Usually, I’m above saying ‘I told you so’, but sometimes… well, lets just say that it is clear that most of the people commenting in this bug about the ‘confusion’ caused by the Ubuntu One mark didn’t read my old posts on trusting open source companies or my (old, not terribly good) trademark paper. To paraphrase the paper:
Trademark licensing centralizes control with the mark “owner” instead of decentralizing control with direct contributors- i.e., the copyright holders. Th[is breaks] the community’s implicit social contract, formalized in the source’s copyright license, that control is to be decentralized…
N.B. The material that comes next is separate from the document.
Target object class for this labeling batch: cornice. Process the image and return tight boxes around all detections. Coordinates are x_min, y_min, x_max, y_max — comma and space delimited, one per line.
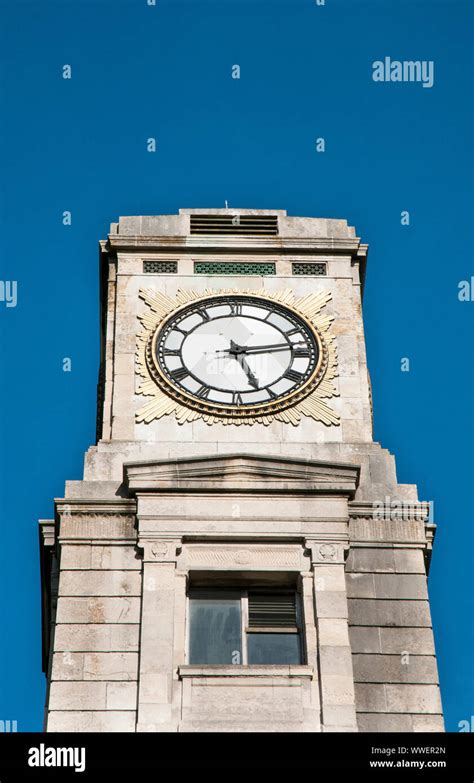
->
102, 234, 360, 257
124, 454, 360, 497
As the paper describes in more depth, unfortunately, unlike copyright, where the default is that you have to do an assignment to lose control of your contribution, in trademark, the default is that you never have control- some central ‘source’ body does. And as a result, you get situations like this one.
Moral of the story, short version: don’t get too attached to the purity and value of a mark which neither you nor representatives you elect have control of.
[Added a few minutes later: I should point out, by the way, that Ubuntu probably has the best trademark policy of any open source project that I’m aware of- it is far and away the most respectful of fair use and non-commercial use. But at the end of the day, because the mark is owned by a body which isn’t legally controlled by the community, things like this can happen, and probably should be expected to happen.]